Władze podtopionego przez Sandy Nowego Jorku z zazdrością patrzą w kierunku Tokio. Stolica Japonii dysponuje największym na świecie podziemnym zbiornikiem przeciwpowodziowym, który w ciągu minuty jest w stanie wypompować nadmiar wody o objętości pięciu basenów olimpijskich.
Japońskie władze podjęły decyzję o budowie gigantycznego kompleksu podziemnych korytarzy i zbiorników pod Tokio, po powodzi, jaka nawiedziła ich stolicę w 2001 roku.
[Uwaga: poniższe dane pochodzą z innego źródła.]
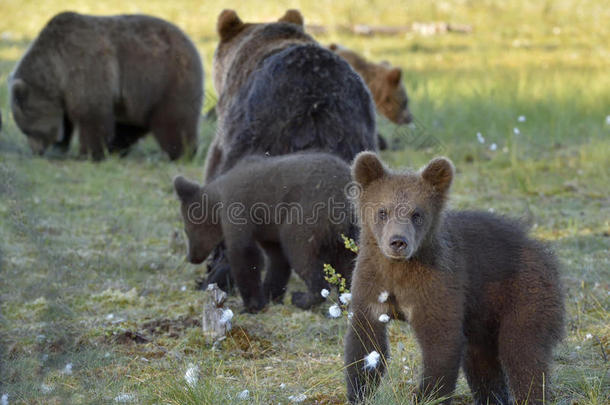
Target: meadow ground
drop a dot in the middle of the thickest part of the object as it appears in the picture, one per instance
(97, 306)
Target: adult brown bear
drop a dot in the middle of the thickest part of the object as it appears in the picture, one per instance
(112, 79)
(281, 92)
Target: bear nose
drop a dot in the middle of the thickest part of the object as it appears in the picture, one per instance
(398, 243)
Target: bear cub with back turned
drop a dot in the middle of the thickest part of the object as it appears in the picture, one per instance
(479, 293)
(292, 207)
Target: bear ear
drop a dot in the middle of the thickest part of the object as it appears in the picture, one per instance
(293, 16)
(185, 189)
(367, 168)
(393, 76)
(439, 173)
(19, 90)
(228, 24)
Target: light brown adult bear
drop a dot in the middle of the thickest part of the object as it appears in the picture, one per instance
(384, 82)
(281, 92)
(292, 207)
(477, 291)
(111, 79)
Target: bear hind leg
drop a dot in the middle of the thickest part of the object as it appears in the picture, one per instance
(485, 376)
(525, 357)
(277, 272)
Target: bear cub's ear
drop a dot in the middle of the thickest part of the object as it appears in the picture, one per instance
(228, 24)
(439, 173)
(185, 189)
(367, 168)
(293, 16)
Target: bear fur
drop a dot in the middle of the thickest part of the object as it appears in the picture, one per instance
(112, 79)
(477, 291)
(384, 82)
(281, 92)
(268, 190)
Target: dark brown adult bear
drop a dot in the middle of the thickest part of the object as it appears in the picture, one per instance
(112, 79)
(281, 92)
(294, 207)
(476, 289)
(384, 82)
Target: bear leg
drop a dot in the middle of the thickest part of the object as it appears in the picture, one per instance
(94, 132)
(175, 134)
(364, 335)
(278, 272)
(441, 340)
(246, 260)
(485, 376)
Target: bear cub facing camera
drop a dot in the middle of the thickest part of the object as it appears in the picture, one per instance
(292, 207)
(479, 293)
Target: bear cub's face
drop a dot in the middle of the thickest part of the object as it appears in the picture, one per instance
(38, 117)
(400, 210)
(201, 225)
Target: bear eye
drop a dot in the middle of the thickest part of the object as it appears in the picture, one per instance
(417, 218)
(383, 214)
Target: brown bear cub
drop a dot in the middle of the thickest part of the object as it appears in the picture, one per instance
(112, 79)
(384, 82)
(478, 292)
(292, 207)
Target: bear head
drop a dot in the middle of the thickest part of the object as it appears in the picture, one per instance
(38, 116)
(400, 210)
(201, 219)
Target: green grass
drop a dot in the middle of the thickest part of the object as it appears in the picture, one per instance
(85, 248)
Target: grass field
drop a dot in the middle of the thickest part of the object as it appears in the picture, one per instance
(99, 306)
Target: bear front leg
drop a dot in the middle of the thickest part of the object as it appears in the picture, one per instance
(94, 133)
(441, 341)
(245, 260)
(365, 335)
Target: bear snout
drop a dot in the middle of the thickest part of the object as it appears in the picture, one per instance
(398, 245)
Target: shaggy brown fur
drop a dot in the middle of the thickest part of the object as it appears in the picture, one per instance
(384, 82)
(478, 292)
(280, 205)
(111, 78)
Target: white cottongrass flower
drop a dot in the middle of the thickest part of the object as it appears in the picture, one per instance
(123, 398)
(383, 297)
(345, 298)
(371, 360)
(297, 398)
(192, 375)
(226, 316)
(334, 311)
W wyniku tajfunu pod wodą znalazło się wówczas ponad 10 tys. hektarów ziemi, a fala zalała ponad 30 tys. domów położonych w dolnych partiach japońskiej stolicy.
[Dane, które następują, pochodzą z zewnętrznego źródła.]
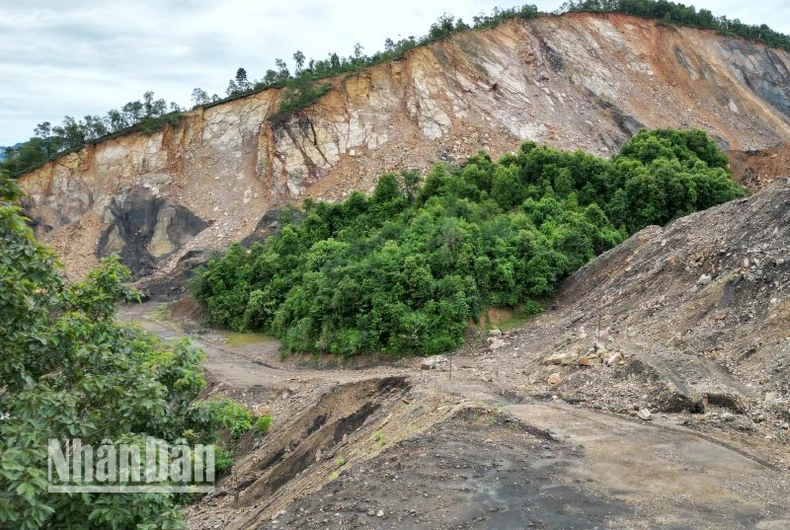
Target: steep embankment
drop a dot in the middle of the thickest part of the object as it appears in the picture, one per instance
(576, 81)
(685, 425)
(756, 168)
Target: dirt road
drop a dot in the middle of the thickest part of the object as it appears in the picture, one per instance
(398, 447)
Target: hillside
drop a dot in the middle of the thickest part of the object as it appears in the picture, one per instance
(652, 395)
(576, 81)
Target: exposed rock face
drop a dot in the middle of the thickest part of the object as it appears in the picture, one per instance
(756, 168)
(142, 228)
(576, 81)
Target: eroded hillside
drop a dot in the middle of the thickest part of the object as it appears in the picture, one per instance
(575, 81)
(652, 394)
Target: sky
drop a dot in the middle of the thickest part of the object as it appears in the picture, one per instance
(78, 57)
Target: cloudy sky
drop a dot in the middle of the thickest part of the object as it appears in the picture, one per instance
(80, 57)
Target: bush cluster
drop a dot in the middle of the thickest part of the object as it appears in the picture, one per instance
(405, 270)
(68, 370)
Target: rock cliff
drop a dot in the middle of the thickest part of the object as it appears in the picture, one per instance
(573, 81)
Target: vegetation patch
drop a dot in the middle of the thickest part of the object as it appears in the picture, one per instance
(68, 371)
(403, 271)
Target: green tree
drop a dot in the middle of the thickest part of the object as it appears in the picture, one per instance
(67, 370)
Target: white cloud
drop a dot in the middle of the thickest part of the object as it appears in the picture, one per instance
(88, 56)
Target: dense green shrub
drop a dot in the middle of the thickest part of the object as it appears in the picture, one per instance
(404, 271)
(68, 370)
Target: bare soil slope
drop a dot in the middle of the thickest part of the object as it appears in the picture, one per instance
(654, 394)
(576, 81)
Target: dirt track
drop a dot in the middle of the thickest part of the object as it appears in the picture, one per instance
(398, 447)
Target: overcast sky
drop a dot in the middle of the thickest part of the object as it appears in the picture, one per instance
(80, 57)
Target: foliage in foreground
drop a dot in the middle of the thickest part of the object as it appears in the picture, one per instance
(67, 370)
(405, 270)
(303, 86)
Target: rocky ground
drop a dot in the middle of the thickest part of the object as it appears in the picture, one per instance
(653, 393)
(578, 81)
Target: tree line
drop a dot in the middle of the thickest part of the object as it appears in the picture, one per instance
(69, 370)
(403, 271)
(302, 83)
(675, 13)
(49, 141)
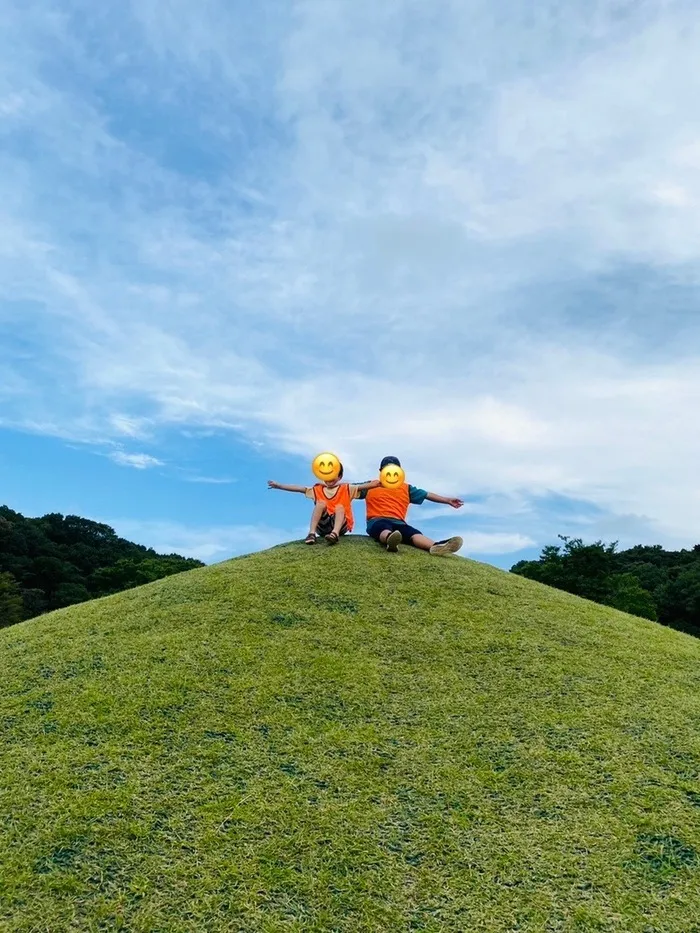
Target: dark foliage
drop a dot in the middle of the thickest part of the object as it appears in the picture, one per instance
(644, 580)
(55, 561)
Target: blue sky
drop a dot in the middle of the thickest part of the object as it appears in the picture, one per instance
(233, 235)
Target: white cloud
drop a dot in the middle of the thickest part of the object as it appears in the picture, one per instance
(476, 542)
(137, 461)
(374, 235)
(208, 544)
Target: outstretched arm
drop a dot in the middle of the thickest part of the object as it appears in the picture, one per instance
(370, 484)
(455, 503)
(284, 487)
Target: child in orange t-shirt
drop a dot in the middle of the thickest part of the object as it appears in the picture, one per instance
(332, 513)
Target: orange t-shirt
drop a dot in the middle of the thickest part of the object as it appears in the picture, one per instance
(342, 495)
(388, 503)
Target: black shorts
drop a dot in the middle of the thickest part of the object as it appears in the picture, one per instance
(388, 524)
(326, 523)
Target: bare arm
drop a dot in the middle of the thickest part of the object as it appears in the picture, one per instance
(455, 503)
(286, 488)
(371, 484)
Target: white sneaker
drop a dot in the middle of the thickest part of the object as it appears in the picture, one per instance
(451, 546)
Inwestycja pod północną częścią Tokio rozpoczęła się w 2004 roku i zakończyła 3 lata później.
Pięć basenów na minutę
System przeciwpowodziowy spełnia swoje zadanie nie tylko podczas powodzi. Na co dzień instalacja zbiera nadmiar deszczówki oraz wodę z wezbranych rzek.
W centralny miejscu kompleksu znajduje się gigantyczny zbiornik nazwany "Podziemną Świątynią". Budowla imponuje swoimi rozmiarami: jest szeroka na 78 m, długa na 177 m i głęboka na 25,4 m. Zbiornik umacnia 59 filarów- stąd właśnie skojarzenie ze świątynią. Przy zbiorniku zamontowano pompy. Urządzenia są w stanie wypompować 200 ton wody na sekundę, a ciągu minuty pięciu basenów olimpijskich.
Woda jest transportowana przez system kanałów. Każdy z nich ma długość 6,4 kilometra. Nadmiar wylewany jest do rzeki Edo.
Udana inwestycja
Japoński system przeciwpowodziowy kosztował blisko trzy miliardy dolarów. Mieszkańcy Tokio twierdzą, że inwestycja już się zwróciła. Każdego roku w stolicę Japonii uderzają tajfuny i burze. Część z nich ma siłę Sandy, która spustoszyła Nowy Jork. Dla porównania jeden dzień walki ze skutkami huraganu w amerykańskiej metropolii to straty rzędu 200 mln dolarów.